Sin embargo, ahí están los hechos, y podemos comprobar cómo en la ciudad y en el campo, en grandes avenidas o en autopistas, los conductores no encuentran ningún impedimento físico para poner sus vehículos a 100 por hora en la ciudad, o muy por encima de los 200 en el caso de las autopistas. (Los mapas de tráfico editados por el Ministerio de Fomento muestran la generalizada transgresión de los límites legales de velocidad. En el que tengo a mano, de 2015, y también en los anteriores, aparecen importantes tramos de la red en los que la velocidad media de los vehículos supera los 120 km. por hora, lo que significa que ese límite se supera puntualmente más allá de lo permitido).

Estos hechos, en mi opinión, explican en parte el fracaso de las políticas de seguridad viaria. Siempre habrá quien se sienta tentado a circular de manera temeraria. No nos equivoquemos, la acentuación de las imprescindibles medidas de prevención, control y sanción, o la necesaria mejora de la educación a todos los niveles, no son suficientes para acabar con la lacra humana de las víctimas del asfalto.

La teoría de la compensación del riesgo aplicada al tráfico establece que, por término medio, los conductores adoptarán modos de conducción más arriesgados cuando perciban que se encuentran en un entorno con mayores protecciones técnicas, ya sea en su vehículo o en la vía por la que circulan. Por el contrario, extreman las medidas de precaución cuando el entorno, caso de una carretera de montaña, es percibido como más peligroso.

Cabe presumir, por tanto, una relación directa entre el diseño del viario y el grado de siniestralidad del mismo, como por desgracia podemos ver cada día. Basta comprobar cuáles son las vías urbanas o las carreteras donde se producen los accidentes más graves.

No veo otra alternativa más efectiva que segregar tráficos, redistribuir los distintos usos entre los diferentes tipos de vías. Los senderos e itinerarios peatonales han de reunir garantías para los que caminan, en el campo o en la ciudad, y por ello no pueden ser admitidos en los mismos los vehículos de dos ruedas, con o sin motor. En los caminos agrícolas, construídos para dar acceso a las parcelas, los trazados son estrechos, las curvas no tienen peraltes, no disponen de elementos de protección, y en la mayoría de los casos lindan con acequias o ribazos.

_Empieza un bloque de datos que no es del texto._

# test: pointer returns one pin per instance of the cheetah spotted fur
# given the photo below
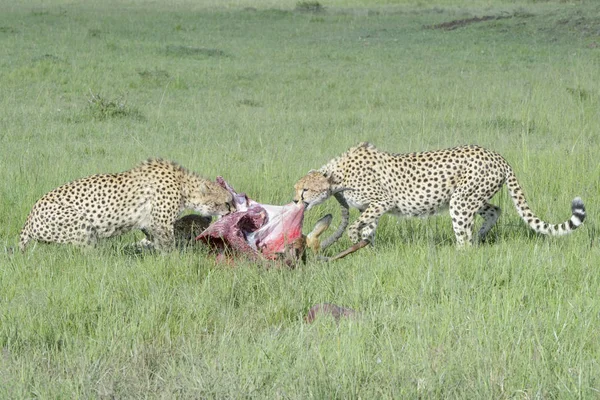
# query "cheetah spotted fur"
(463, 178)
(148, 197)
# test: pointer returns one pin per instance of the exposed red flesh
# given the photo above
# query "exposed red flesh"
(255, 230)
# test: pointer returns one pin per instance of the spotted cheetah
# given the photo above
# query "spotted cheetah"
(464, 178)
(148, 197)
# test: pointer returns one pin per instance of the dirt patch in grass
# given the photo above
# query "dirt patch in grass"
(188, 51)
(459, 23)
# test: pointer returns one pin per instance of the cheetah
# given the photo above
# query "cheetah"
(148, 197)
(463, 179)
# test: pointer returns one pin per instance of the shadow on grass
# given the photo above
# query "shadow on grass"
(189, 51)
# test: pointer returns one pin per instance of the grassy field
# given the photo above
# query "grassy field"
(260, 92)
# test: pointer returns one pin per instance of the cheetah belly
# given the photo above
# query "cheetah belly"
(409, 209)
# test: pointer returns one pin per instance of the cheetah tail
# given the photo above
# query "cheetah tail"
(516, 193)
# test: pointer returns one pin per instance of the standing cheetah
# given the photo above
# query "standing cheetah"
(148, 197)
(420, 184)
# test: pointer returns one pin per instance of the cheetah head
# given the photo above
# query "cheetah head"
(313, 189)
(209, 198)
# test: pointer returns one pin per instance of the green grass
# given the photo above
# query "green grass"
(261, 95)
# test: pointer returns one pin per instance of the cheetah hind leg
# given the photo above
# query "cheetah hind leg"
(490, 214)
(73, 227)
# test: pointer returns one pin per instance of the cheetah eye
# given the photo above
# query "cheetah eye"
(302, 194)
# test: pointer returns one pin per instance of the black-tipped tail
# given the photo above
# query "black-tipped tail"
(578, 210)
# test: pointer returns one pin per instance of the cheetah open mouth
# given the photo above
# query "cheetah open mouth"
(255, 229)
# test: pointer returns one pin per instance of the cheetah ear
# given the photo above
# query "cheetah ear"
(203, 187)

Es decir, no reúnen condiciones y, por tanto, no deberían permitir la circulación de los vehículos de motor ajenos al trabajo agrícola, pudiendo ser utilizados, en cambio, para los paseos de viandantes. En los parques naturales y otros parajes protegidos ha de regir otro tipo de limitaciones en los caminos para preservar, además, a la fauna y el paisaje.

En las carreteras convencionales, las soluciones son más complejas. Hay tramos de vías reformadas, y ahí tenemos entre otras las mortíferas N332 o N340, que favorecen los excesos. Largos tramos rectos seguidos de curvas y contracurvas no son los mejores para los ciclistas, y en cualquier caso han de ser revisados para la seguridad de todos. Asimismo, no todas las carreteras disponen de arcenes suficientes. Por lo menos las del plan Redia de finales de los años sesenta disponían de arcenes de 2,5 metros cada uno. Insisto, de poco van a servir las campañas de concienciación y control si no se persuade a los aficionados al ciclismo para que abandonen determinadas rutas.

Se plantea así, de nuevo, separar tráficos, señalar y proteger de manera especial una parte de la red para que los deportistas o simples amantes de la bicicleta puedan disfrutar del territorio sin riesgo. Así lo sugería también Paco Tortosa hace unos días en este mismo diario. Y no solo por los usuarios de las bicicletas, todas las víctimas del tráfico son evitables.